[BRAINS!] Are Humans Ready For Virtual Reality?
Virtual reality gear is “the next big thing,” and it’s already here. Oculus Rift, the most advanced and highly touted VR headset, was officially released on March 28, 2016. More VR headsets are coming from Samsung, Google, Valve and HTC, and others. The hardware and software are finally ready, say the geeks. But is the human brain prepared for the experience? Read on...

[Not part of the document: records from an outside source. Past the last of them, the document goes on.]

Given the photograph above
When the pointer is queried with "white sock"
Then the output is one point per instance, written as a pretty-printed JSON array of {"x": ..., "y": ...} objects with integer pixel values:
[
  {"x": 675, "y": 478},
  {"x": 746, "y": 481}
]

"This is Your Brain on VR…"
Virtual Reality (VR) is a highly immersive experience. Users report that it actually feels as if you have left your own body and taken control of another. We can be fooled into believing that we are our avatars, the fictional characters in video games. How do one’s thoughts, values, and behavior change when one believes one is The Incredible Hulk?
We just don’t know. Research into VR’s effects is limited because VR hasn’t been available to study until very recently. Sure, laboratory experiments on enthusiastic volunteers have occurred under controlled conditions. Ominously, that best case scenario has yielded warnings from Oculus and Samsung that users should take a 10 minute break every 30 minutes from VR, and avoid driving or operating heavy equipment soon after a VR session. Yikes.
Samsung’s list of cautions and warnings is uncomfortably lengthy. Here’s a good example: “Ease into the use of the Gear VR to allow your body to adjust; use for only a few minutes at a time at first, and only increase the amount of time using the Gear VR gradually as you become accustomed to virtual reality.” Really? What other consumer product requires such caution but not a doctor’s prescription?
People who are advised to consult a physician before using Samsung’s Gear VR include those who “are pregnant, elderly, have psychiatric disorders, suffer from a heart condition, have pre-existing binocular vision abnormalities or suffer from a heart condition or other serious medical condition.” Wow. The thought of people with certain psychiatric disorders engaging in virtual reality is scary.
All The Cool Kids Are Doing It
Naturally, the (mostly young) geek enthusiasts poo-poo concerns about VR being harmful to the human brain and body. In an online forum, one of these know-it-all kids recently sneered: “Are we going to once again see the same old arguments made about Dungeons & Dragons, Nintendo, the Internet and cell phone used being trotted out as alarmist attitudes towards VR? Why is it always cranky old people who feel a need to do this?”
I replied, “Because we're wiser than you, pipsqueak.” Information is not knowledge, knowledge is not understanding, and understanding is not wisdom. Wisdom comes only after long years of contemplating what you understand.
Palmer Luckey, the inventor of Oculus Rift, is only 23 years old right now. No, I do not trust him to meddle with my brain. And you might want to pore over the Oculus Rift's Terms of Service before you hook yourself up. A Gizmodo article says there are some "devilish details" in there.
The “alarmist attitudes” about D&D, Nintendo, the Internet, and cell phones have all been validated by subsequent research. The Association for Psychological Research has released numerous studies that find strong correlations between heavy cell phone use and a variety of mental illnesses. Even moderate video game use yields increased anxiety, depression, and social phobia. And Internet addiction is such a real thing that there are numerous expensive treatment options for it, along with horror stories about parents who let their kids die while playing on Facebook.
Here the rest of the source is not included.